Mahkeme kararında ayrıca, şu hususlara dikkat çekildi:
– Açlığın silah haline getirilmesi, tıbbi bakımın sistematik olarak reddi ve zorla yerinden edilme gibi uygulamaların toplu cezalandırma ve soykırım araçları olduğu belirtildi.
– Batılı hükümetlerin, özellikle Amerika Birleşik Devletleri’nin, İsrail’e sağladığı diplomatik koruma, silah ve istihbarat yardımı yoluyla bu sürece suç ortaklığı düzeyinde katıldığı tespit edildi.

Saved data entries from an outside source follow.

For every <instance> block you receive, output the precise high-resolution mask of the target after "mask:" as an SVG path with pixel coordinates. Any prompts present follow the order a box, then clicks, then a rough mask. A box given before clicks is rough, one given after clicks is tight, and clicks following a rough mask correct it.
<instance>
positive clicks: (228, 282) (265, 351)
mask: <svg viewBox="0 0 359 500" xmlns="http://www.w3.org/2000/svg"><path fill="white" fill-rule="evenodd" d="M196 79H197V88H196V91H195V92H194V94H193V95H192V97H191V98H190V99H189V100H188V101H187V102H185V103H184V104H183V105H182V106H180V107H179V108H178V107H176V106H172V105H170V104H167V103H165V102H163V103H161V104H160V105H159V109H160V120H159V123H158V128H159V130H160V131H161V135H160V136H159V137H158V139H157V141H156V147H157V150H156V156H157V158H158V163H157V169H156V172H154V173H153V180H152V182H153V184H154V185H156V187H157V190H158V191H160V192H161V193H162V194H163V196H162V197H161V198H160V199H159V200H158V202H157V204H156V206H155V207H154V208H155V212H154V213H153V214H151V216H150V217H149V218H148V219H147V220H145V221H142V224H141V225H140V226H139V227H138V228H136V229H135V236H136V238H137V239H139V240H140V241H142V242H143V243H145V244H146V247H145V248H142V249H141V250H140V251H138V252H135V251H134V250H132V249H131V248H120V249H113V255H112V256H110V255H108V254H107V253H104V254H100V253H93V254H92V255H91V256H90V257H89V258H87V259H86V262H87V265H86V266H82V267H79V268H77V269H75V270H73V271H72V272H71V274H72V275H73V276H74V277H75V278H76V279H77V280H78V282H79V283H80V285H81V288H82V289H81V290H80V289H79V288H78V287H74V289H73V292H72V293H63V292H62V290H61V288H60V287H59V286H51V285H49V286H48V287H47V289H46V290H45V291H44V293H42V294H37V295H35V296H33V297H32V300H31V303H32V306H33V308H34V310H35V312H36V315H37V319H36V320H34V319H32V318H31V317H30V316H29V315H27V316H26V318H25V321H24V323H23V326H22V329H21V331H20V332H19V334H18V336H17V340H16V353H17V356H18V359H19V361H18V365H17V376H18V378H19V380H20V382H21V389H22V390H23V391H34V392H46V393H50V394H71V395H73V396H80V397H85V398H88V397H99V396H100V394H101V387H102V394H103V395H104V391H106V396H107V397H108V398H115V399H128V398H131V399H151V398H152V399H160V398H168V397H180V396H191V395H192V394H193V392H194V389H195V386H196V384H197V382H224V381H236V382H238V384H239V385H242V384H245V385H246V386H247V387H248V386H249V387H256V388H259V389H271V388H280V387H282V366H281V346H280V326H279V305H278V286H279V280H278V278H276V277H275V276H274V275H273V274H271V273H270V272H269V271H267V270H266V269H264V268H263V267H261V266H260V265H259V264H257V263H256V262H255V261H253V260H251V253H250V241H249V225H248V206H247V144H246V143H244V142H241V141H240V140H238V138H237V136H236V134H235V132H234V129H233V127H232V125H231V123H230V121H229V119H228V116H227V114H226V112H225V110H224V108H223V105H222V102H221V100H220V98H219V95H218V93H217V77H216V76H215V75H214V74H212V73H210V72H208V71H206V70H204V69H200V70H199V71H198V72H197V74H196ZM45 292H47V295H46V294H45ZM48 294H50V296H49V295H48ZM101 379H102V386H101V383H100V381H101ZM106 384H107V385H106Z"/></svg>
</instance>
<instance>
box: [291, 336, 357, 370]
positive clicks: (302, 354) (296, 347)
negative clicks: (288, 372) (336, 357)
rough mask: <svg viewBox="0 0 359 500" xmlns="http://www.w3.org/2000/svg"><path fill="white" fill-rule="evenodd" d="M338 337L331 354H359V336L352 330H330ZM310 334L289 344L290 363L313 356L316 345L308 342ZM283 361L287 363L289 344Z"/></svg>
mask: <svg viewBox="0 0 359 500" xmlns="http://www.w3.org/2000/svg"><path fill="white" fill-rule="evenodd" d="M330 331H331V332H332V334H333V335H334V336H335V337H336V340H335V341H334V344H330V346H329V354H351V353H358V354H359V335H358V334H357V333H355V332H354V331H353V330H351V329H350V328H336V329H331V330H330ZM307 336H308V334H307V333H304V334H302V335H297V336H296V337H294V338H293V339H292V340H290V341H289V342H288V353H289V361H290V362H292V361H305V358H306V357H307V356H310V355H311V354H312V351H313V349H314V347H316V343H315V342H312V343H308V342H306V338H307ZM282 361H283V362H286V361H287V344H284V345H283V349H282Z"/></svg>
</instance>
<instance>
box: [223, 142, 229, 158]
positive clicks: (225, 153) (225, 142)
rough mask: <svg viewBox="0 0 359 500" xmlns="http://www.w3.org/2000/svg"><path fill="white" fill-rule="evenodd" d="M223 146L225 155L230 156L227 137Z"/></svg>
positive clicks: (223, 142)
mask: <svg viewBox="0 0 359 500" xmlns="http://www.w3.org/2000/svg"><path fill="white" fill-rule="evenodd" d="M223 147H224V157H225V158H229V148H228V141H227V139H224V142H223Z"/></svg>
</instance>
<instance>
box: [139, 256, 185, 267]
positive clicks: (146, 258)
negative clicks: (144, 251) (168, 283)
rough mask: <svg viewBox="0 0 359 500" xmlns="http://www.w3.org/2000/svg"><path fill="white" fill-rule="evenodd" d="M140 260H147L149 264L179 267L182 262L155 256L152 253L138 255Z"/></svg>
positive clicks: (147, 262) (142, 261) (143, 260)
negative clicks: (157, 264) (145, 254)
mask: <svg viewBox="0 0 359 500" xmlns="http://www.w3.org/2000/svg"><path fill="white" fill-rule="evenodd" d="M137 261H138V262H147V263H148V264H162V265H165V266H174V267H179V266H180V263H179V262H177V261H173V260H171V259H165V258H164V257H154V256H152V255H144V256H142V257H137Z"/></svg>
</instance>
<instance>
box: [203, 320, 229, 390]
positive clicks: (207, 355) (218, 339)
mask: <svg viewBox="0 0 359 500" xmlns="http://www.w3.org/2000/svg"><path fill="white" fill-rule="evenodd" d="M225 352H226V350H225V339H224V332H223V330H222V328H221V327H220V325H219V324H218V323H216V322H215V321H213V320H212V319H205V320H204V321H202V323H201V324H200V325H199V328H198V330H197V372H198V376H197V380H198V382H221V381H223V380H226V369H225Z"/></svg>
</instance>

– Kararda, “hukuk güç karşısında susturulduğunda, vicdan nihai merci haline gelir” denerek, sivil toplumun bu konuda etkin rol alması gerektiği vurgulandı.
Kararın Önemi ve Etkileri
Bu karar, hukuken bağlayıcı bir mahkeme hükmü olmasa da uluslararası hak ihlalleri ve insanlık suçları bağlamında önemli bir sivil toplum belgesi niteliği taşıyor. Karar, şu açılardan dikkat çekici:
– Gazze’deki duruma dair “soykırım” ve “apartheid rejimi” gibi ağır terimlerin açık şekilde kullanılması, uluslararası kamuoyunun dikkatini bir kez daha bu bölge üzerine çekti.
– Karar metninde yer alan öneriler arasında yer alıyor: İsrail’e uygulanan yaptırımlar, uluslararası kuruluşlardan men edilmesi, BM’nin ilgili mekanizmalarının harekete geçirilmesi ve Filistin halkının kendi kaderini belirleme hakkının tanınması.
– Ancak kararın uygulanabilirliği, uluslararası siyasetin ve güç dengelerinin nasıl şekilleneceğine göre belirlenecek. Hizmet etkisi, devlet politikaları, BM mekanizmaları ve hukuk sistemi ile sınırlı kalabilir.
Türkiye’ye Yansımaları
Türkiye gibi aktörler için bu tür kararlar diplomatik ve siyasal açıdan yeni bir gündem unsuru oluşturabilir. Karar, Türkiye’nin Filistin politikalarını, bölgesel iş birliklerini ve dış diplomasi stratejilerini etkileyebilir. Türkiye toplumunda oluşabilecek etki ve kamuoyu tepkileri de göz önünde tutulmalı.
Sonuç olarak, Gazze Mahkemesi’nin kararı, Gazze’de yaşananların sadece askeri bir çatışma boyutu olmadığını; sistematik, yapısal ve ideolojik bir hak ihlali süreci olduğunu öne sürüyor. Bu sonuç, uluslararası hukuk, insan hakları ve siyaset alanında yeni soruları gündeme taşıyor.